Posted by: Dr Nigel Leigh Oldfield | Jul 6, 2008 9:53:20 AM

Why is it odd? Most of the speakers are from fields that will not admit persons with criminal records.
There were a few sociology professors that were felons but I think some of them have retired and the others
don't appear to be that active. Doing research on corrections was out of style for a number of years and the number crunchers seem to be dominating the field today.

Posted by: John Neff | Jul 6, 2008 11:18:55 AM

This agenda is actually a very good statement of where 30 years of sentencing policy has gotten us. In a time when the head of NIDA is predicting major remedies for substance abuse on the health side within a decade, there is no panel to inform the practitioners of the possibilities and only perhaps Faye Taxman and Beth Weinman able to speak directly to the topic. Sentencing policy in the US has been a clear case of many good people and minds sidetracked down at best occasionally productive roads for a very long time. There is much of interest here, but sentencing and corrections will be the same contentious mess when the conference is done as they have for the last three decades. We'll know when progress is being made when the NIDA folks are on hand as a general matter of course.

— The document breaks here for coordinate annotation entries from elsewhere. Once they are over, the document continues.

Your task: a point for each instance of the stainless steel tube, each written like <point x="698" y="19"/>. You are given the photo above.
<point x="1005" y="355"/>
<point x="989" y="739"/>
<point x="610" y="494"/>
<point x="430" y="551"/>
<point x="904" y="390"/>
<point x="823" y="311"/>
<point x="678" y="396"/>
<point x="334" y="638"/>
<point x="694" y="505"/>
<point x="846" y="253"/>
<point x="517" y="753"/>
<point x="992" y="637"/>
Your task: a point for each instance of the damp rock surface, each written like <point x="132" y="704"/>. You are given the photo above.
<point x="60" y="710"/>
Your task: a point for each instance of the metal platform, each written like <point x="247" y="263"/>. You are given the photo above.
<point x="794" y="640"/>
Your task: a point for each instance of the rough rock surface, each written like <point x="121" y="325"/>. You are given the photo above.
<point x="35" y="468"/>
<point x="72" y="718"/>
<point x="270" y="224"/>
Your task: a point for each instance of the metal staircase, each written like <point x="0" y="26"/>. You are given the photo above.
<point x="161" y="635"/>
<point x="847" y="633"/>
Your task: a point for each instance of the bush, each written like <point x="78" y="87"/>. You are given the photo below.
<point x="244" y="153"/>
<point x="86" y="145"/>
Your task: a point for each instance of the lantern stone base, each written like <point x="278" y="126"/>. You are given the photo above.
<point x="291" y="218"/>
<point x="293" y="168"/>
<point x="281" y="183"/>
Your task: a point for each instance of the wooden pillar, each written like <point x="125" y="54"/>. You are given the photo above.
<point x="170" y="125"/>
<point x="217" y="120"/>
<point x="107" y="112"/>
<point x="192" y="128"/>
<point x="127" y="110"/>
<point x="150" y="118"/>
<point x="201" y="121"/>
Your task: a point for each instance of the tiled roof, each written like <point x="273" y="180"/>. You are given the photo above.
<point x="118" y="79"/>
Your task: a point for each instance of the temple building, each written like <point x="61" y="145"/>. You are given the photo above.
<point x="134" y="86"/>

Posted by: Michael Connelly | Jul 6, 2008 2:56:52 PM

Sentencing practices will change once politicians pay more attention to research findings and shape policies that are in tandem with finding instead of playing hothead role of "let's get tough on crime and build new prisons" although our crime rate has been going down since the 70's.

When it comes to sentencing, our policies are antiquated and more than just NOT pragmatic.

Posted by: Ange | Jul 14, 2008 5:09:20 PM

This is a must read blog on a weekly basis for me!